I am trying to create redirect rule to GC buckets with my own certs. I have such configuration:
kind: Service
apiVersion: v1
metadata:
name: proxy-to-gcs
spec:
ports:
- protocol: TCP
port: 80
targetPort: 80
type: ExternalName
externalName: storage.googleapis.com
----
apiVersion: extensions/v1beta1
kind: Ingress
metadata:
name: proxy-to-gcs
annotations:
kubernetes.io/tls-acme: "true"
ingress.kubernetes.io/ssl-redirect: "true"
ingress.kubernetes.io/rewrite-target: bucket_name/public
kubernetes.io/ingress.class: nginx
spec:
tls:
- hosts:
- www.example.com
secretName: secret-name-tls
rules:
- host: www.example.com
http:
paths:
- path: /
backend:
serviceName: proxy-to-gcs
servicePort: 80
When I want to see www.example.com/.well-known/acme-challenge/
as kube-lego endpoint, I see google storage bucket 404 page.
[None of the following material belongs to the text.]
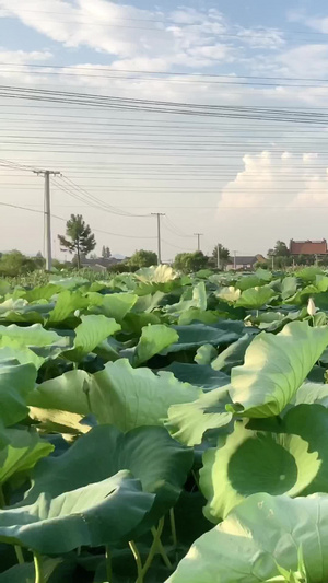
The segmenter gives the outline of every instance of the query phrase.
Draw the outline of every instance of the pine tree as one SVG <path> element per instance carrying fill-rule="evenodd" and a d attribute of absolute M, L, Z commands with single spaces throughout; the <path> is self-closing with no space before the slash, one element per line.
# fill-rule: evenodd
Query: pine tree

There is a problem in that rewrite-target, which doesn't consider existence of kube-lego. Any suggestions? Thanks.
If you want just to host a static website from a bucket, you can use the official doc as a how-to
For Ingress, you can use HTTP(S) Load Balancer - internal google cloud loadbalancer.
You can route your traffic from 2 URL to one bucket and have HTTPS on both.